Обеими руками схватил он и потряс руку Самсонова, которого, судя по платью, обращению и говору, должен был принять за человека своего круга.
— А у меня ведь к вам, Михайло Васильич, тоже своя просьбица, — заговорил Самсонов.
— Чем могу служить?
— Этой оды вашей я еще не читал, но ее очень хвалят. Когда-то ее еще напечатают! Так вот, кабы мне теперь же списочек…
— Чем богат, тем и рад, — сказал Ломоносов, подавая ему исписанный кругом лист. — Список, как видите, черновой, с поправками.
— Тем он мне еще дороже. И подумать ведь, что вы тоже из простого звания, а стихотворцем и ученым стали!
— А что вы сами теперь-то?
— Теперь… получеловек, четверть человека. Но это длинный сказ.
— Так что и горло пересохнет? Так мы его подмочим. Christine![30]
Жена, занятая своим делом, не торопилась, и муж окликнул ее еще зычнее:
— Holla, Christinchen![31]
Она будто оглохла. Зато из спальни рядом раздался детский плач.
— Ну, так, дочурку разбудил! — сказал Ломоносов и поспешил в спальню.
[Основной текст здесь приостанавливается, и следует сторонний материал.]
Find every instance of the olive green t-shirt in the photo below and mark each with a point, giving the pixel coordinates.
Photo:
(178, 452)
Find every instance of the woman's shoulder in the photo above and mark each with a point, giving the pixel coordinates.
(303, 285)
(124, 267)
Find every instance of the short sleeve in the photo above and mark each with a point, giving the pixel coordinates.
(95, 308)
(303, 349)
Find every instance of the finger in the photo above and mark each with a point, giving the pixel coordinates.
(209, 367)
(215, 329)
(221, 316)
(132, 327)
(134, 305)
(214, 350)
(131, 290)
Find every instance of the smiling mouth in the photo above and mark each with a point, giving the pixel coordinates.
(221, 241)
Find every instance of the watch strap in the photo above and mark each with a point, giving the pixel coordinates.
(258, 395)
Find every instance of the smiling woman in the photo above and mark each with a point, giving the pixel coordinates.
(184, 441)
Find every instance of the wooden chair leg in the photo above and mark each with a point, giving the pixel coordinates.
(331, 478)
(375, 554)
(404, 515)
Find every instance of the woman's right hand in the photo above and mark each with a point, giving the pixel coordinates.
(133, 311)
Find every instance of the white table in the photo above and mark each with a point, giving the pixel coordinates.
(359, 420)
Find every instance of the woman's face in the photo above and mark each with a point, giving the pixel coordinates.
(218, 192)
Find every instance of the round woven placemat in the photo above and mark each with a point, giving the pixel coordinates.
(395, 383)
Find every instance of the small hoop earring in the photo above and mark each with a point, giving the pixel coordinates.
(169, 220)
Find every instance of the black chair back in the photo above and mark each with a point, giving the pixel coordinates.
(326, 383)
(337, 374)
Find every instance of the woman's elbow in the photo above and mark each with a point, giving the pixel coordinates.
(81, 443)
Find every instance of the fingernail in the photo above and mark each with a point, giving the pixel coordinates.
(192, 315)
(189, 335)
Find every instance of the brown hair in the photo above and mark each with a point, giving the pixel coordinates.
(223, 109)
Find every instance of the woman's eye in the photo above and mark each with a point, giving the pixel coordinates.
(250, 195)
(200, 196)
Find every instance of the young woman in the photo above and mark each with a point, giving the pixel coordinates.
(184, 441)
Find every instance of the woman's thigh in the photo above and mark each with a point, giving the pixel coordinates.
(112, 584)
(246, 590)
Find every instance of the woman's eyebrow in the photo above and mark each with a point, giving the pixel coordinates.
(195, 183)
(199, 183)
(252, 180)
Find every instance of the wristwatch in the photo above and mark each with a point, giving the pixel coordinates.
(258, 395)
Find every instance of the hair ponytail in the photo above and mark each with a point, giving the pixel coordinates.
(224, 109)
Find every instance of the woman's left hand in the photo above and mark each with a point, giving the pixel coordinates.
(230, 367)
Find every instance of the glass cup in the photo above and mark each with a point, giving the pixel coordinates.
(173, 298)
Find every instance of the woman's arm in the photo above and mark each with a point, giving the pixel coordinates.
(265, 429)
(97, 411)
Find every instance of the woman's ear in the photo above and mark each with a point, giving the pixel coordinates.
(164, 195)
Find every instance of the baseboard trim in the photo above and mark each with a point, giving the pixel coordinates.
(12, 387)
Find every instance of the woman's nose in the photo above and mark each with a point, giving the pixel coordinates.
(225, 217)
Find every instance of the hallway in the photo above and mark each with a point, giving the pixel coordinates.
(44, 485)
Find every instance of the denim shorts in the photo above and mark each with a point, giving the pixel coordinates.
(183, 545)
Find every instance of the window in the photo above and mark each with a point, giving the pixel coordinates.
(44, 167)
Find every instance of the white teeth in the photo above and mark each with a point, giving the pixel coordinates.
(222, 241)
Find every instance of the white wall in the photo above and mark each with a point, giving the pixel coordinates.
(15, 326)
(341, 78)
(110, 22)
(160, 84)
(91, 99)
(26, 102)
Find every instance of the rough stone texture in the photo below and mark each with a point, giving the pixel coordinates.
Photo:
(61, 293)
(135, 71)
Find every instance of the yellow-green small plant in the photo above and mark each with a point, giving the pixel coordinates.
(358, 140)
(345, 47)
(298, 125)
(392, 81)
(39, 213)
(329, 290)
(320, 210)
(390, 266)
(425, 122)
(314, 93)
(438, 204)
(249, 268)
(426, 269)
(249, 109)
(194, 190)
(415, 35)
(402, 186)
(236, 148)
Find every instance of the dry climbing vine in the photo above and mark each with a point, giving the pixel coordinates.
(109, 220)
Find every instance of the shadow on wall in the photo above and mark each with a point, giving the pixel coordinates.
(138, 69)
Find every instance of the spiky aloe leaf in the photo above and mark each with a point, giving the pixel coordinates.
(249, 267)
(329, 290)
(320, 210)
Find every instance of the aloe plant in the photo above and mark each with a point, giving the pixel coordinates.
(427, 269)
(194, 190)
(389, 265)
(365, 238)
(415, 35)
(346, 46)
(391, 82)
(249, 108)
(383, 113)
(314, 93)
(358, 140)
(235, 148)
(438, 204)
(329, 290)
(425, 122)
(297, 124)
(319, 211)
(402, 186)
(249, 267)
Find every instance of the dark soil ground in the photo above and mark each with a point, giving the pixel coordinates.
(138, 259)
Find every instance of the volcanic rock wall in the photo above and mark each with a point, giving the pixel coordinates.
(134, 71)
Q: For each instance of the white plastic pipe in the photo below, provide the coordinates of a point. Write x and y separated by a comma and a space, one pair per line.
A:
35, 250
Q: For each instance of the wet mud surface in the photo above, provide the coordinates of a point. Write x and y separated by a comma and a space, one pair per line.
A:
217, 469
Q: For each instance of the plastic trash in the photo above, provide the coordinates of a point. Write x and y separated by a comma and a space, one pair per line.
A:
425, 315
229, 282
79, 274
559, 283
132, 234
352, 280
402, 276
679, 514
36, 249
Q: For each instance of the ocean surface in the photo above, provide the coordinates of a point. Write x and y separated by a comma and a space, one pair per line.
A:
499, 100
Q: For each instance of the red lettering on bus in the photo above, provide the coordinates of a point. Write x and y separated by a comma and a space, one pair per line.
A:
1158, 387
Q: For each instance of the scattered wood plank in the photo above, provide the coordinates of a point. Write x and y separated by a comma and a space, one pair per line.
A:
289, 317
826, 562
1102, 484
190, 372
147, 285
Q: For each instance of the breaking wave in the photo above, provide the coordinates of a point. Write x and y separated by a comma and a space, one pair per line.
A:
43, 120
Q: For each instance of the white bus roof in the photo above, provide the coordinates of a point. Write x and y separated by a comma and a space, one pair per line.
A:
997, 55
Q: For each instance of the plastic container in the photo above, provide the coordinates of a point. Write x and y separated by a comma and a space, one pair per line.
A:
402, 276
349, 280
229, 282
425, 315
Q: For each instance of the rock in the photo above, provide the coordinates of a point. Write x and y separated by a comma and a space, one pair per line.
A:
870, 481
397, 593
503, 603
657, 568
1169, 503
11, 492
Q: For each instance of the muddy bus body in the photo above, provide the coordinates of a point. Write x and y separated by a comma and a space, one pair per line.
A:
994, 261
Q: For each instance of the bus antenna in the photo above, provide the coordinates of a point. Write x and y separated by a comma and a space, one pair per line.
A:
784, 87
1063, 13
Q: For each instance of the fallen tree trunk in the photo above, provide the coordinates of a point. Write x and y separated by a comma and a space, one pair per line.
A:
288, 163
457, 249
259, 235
Вслед за тем он возвратился оттуда с барахтающимся младенцем на руках, напевая немецкую колыбельную песню:
Schlaf, Kindchen, schlaf.[32]
Но дочурка не унималась. Звонкий голосок ее тронул наконец и сердце молодой матери. Она влетела из кухни и выхватила малютку из рук мужа.
— Да я управлюсь с ней, милая Христина, — говорил виноватым тоном Ломоносов. — Сбегала бы ты лучше за пивом…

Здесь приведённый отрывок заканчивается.